Zyla API Hub Skill
ReviewAudited by ClawScan on May 10, 2026.
Overview
This skill mostly matches its API-hub purpose, but it gives the agent broad paid API-calling power and can expose the Zyla API key in chat.
Install only if you are comfortable letting the agent make Zyla API calls that may be billed per use. Use a dedicated Zyla key, monitor quota and billing, keep the default Zyla hub URL unless you intentionally change it, avoid sending sensitive personal data unless needed, and require explicit confirmation for paid or non-GET API calls.
Findings (3)
Artifact-based informational review of SKILL.md, metadata, install specs, static scan signals, and capability signals. ClawScan does not execute the skill or run runtime probes.
Your Zyla API key could end up in chat history, logs, or transcripts, where it may be easier to expose or misuse for billed API calls.
After the localhost connect flow captures the API token, the handler returns a chat message containing a config snippet with the raw token.
apiKey: token,
env: { ZYLA_API_KEY: token }Prefer a flow that stores the key only in OpenClaw's sensitive config store and never prints it in chat; rotate the key if it has already been displayed.

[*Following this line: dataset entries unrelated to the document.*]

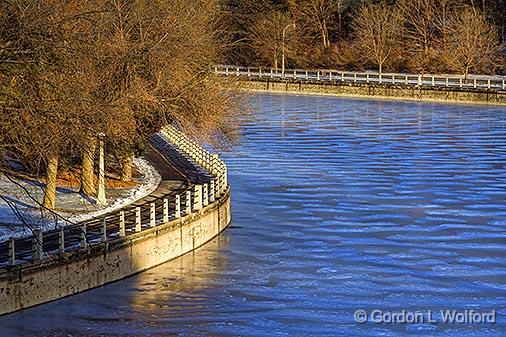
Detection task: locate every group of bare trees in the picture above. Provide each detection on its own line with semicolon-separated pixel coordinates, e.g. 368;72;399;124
0;0;238;209
226;0;506;75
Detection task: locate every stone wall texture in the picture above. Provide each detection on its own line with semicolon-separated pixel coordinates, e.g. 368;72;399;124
0;192;231;315
239;79;506;105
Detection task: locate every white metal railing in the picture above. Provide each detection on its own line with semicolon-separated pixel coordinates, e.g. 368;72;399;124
214;65;506;91
0;126;228;268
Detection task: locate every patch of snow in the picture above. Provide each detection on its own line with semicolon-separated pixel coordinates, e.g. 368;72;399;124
0;158;162;241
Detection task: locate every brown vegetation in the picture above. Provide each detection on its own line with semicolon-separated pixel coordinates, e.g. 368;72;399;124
222;0;506;74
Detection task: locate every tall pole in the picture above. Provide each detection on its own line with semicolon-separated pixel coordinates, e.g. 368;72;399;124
97;134;107;205
281;23;295;78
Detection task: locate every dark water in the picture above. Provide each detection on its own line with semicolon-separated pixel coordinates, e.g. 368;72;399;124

If the agent invokes the tool too freely, it could make unexpected paid calls or use APIs with side effects beyond what the user intended.
The agent tool exposes a broad, raw API caller with arbitrary parameters and mutating HTTP methods, without artifact-shown approval or allow-list controls.
description: "Call any API from the Zyla API Hub marketplace" ... enum: ["GET", "POST", "PUT", "DELETE", "PATCH"] ... additionalProperties: true
Require explicit user confirmation for paid calls and non-GET methods, set quotas/budgets, and consider restricting the tool to approved API IDs or categories.
Information you ask the agent to validate or look up may be transmitted to the API provider.
User-provided API parameters are sent to Zyla API Hub or its upstream APIs, which is expected for this integration but may include emails, locations, or other sensitive inputs.
url += `?${qs}` ... fetchOptions.body = JSON.stringify(args.params) ... const res = await fetch(url, fetchOptions)Only send data you are comfortable sharing with Zyla and the selected API provider; avoid secrets or unnecessary personal data in API parameters.